Plan-and-Solve: make the model plan the steps before it computes any of them

#ai #promptengineering #llm #beginners

Ask a plain language model a multi-step word problem and it will often blurt out a confident number that is wrong — not because the model is dumb, but because it quietly skipped a step or fumbled the arithmetic. "Let's think step by step" (zero-shot chain-of-thought) helps a lot, yet the same two mistakes survive. Plan-and-Solve (PS) prompting is a one-line upgrade that targets exactly those two failure modes: first make the model devise a plan of subtasks, then make it carry out the plan in order.
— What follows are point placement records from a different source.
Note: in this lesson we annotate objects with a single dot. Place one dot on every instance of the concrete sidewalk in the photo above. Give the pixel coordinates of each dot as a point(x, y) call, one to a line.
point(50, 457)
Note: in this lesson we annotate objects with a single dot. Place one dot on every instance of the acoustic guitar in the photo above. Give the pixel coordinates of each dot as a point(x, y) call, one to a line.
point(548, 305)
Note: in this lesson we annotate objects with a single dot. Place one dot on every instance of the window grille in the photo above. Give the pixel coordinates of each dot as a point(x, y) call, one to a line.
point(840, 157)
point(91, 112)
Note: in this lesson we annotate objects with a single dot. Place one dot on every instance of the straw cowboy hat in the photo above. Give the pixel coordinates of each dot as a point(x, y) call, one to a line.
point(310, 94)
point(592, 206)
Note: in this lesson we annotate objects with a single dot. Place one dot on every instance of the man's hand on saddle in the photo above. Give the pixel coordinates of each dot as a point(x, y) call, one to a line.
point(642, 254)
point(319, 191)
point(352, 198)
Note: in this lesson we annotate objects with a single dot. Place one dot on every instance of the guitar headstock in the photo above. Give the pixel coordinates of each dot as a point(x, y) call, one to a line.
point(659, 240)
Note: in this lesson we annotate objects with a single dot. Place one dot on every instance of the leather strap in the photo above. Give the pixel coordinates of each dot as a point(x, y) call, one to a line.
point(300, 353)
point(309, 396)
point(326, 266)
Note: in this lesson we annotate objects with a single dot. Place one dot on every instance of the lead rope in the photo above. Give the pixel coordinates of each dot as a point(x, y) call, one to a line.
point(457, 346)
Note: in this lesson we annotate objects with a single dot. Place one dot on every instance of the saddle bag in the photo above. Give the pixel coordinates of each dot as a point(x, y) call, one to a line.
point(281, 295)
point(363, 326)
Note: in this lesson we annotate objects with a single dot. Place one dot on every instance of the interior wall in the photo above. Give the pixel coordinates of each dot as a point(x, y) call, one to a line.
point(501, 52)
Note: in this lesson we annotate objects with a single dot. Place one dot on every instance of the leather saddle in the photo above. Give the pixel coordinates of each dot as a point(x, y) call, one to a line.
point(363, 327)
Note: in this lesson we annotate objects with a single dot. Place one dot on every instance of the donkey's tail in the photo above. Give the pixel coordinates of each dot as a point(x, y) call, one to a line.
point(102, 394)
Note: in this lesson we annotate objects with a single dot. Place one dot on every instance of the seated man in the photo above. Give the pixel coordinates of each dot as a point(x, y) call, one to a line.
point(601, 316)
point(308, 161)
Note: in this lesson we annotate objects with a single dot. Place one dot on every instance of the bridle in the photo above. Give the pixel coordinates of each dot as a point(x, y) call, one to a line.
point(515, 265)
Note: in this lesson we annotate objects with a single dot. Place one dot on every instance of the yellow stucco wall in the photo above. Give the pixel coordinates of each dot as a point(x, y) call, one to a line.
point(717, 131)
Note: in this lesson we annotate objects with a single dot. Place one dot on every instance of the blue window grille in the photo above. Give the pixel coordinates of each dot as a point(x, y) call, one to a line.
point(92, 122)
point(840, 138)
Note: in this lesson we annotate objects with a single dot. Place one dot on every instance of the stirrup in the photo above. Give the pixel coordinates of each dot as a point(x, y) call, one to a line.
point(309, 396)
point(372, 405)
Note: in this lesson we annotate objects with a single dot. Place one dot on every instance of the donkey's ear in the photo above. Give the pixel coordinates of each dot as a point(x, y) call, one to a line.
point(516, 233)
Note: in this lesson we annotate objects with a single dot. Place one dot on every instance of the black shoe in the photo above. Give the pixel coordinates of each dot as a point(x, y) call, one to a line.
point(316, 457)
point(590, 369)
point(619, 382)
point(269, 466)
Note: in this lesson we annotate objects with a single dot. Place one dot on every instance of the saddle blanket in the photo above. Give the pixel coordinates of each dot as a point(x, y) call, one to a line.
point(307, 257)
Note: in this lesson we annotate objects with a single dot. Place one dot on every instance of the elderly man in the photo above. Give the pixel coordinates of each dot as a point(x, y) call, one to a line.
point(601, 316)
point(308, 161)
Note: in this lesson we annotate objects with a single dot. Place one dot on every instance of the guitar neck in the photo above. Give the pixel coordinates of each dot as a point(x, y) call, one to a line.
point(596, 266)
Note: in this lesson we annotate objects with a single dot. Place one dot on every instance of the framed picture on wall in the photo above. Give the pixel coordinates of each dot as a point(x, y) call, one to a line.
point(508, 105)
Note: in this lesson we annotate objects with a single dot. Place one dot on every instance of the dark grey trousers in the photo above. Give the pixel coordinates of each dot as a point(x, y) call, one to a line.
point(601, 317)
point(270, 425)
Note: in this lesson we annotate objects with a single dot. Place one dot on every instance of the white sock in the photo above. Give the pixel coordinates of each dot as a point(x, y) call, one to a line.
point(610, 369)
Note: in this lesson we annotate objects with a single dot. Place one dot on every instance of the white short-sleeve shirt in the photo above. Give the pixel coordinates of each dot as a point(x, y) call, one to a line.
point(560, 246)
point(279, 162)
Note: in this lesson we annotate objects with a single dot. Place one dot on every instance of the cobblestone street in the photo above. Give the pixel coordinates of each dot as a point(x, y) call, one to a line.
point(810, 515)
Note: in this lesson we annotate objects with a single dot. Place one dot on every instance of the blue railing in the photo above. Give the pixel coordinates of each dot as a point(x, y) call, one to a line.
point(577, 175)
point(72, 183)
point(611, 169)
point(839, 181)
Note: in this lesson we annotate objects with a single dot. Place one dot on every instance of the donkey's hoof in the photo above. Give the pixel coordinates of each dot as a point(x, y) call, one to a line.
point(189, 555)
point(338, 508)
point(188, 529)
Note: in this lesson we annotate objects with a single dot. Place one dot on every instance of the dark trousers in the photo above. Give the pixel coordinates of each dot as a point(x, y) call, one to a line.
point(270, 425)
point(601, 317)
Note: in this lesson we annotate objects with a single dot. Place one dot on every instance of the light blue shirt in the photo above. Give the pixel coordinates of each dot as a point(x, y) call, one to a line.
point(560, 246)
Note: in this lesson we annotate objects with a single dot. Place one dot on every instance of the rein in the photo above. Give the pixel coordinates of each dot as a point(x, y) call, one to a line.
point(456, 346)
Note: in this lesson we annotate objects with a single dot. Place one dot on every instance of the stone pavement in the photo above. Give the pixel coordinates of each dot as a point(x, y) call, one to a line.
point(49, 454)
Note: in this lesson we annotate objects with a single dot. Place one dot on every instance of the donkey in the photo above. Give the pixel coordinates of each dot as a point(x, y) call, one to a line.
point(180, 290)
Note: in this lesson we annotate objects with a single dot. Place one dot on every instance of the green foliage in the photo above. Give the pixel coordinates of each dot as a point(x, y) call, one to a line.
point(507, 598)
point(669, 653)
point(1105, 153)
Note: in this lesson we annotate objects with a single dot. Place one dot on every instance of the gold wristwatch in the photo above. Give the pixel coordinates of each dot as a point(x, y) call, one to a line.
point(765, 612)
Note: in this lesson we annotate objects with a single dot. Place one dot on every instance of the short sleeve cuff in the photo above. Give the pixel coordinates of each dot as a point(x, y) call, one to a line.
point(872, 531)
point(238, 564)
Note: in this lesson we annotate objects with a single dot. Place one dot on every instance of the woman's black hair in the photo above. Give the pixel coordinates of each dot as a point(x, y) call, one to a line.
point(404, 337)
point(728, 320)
No examples, no extra calls — just a better trigger phrase.

The two ways reasoning breaks

Researchers who studied the reasoning chains that CoT produces found the errors cluster into two buckets:

Missing-step error — the chain simply never performs an operation it needed. It reads fluently and looks complete, but a step is gone.
Calculation error — a step does the right operation but produces the wrong number.

Plain prompting is worst of all because it compresses several operations into one leap, so a step vanishing is almost the default. CoT spreads the work out and helps, but it still slips.

A problem that exposes it

A shop starts with 120 apples. It sells 40% in the morning, then 15 more in the afternoon. How many are left?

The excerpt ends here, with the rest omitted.